Comme le rappelle Georges, dans une démocratie (ou du moins quand on veut en construire une), des moyens moins onéreux pour l’économie existent ; de même, quand il s’agit de la santé, il est tout à fait possible d’éviter des situations qui freineront le développement du continent. En effet, si l’Ebola ou toutes maladies mortelles (comme le Sida) se propage aussi rapidement en Afrique, c’est parce que le système de santé est assez obsolète et ne permet pas de prendre en charge ces types de fléau.
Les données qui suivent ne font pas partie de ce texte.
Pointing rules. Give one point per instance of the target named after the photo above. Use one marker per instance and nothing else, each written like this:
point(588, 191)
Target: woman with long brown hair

De plus, le comportement des populations en lien avec certaines pratiques culturelles – toutefois non maîtrisables en lien avec le niveau d’éducation – accentuent les risques de contamination. Les 260  millions de dollar US promis par la Banque Mondiale et la BAD, pour lutter contre l’épidémie actuelle d’Ebola ne suffiront pas à contenir la situation actuellement et à préparer les 54 pays du continent à d’autres situations similaires. Il serait convenable dès lors que les pays africains puissent déterminer des moyens permettant le renforcement du système de santé, avec la mise en place de systèmes d’informations adéquats et un investissement plus conséquent dans ce secteur[1] mais aussi dans l’éducation. Une équation qui peut paraître complexe, dans la mesure où l’Afrique veut accélérer son rattrapage et qui se reflète à travers les divers plans de développement adoptés par les pays ; alors que les financements pour leur exécution ne sont pas généralement mobilisés à l’interne. Ces différentes contraintes appellent les pays africains à penser à un modèle de développement, qui s’adapte à ses capacités et prend en compte les différents défis. Après tout, la Chine ou la Corée du sud ne sont pas devenues émergentes en quelques plans d’émergence exécutés en une dizaine d’années.

Foly Ananou

Références : 

http://www.rfi.fr/afrique/20140828-ebola-epidemie-experts-inquiets-consequences-economiques-accra/ 

http://economie.jeuneafrique.com/index.php?option=com_content&view=article&id=22893 

http://economie.jeuneafrique.com/regions/afrique-subsaharienne/22853-ebola-les-consequences-economiques-de-lepidemie-sannoncent-severes.html 

OMS, Rapport sur la Santé dans le Monde, 2004 – Chapitre 1 : Conséquences humaines, sociales et économiques 


[1] Un article de Nelly Agbokou propose des pistes de réflexion sur la question.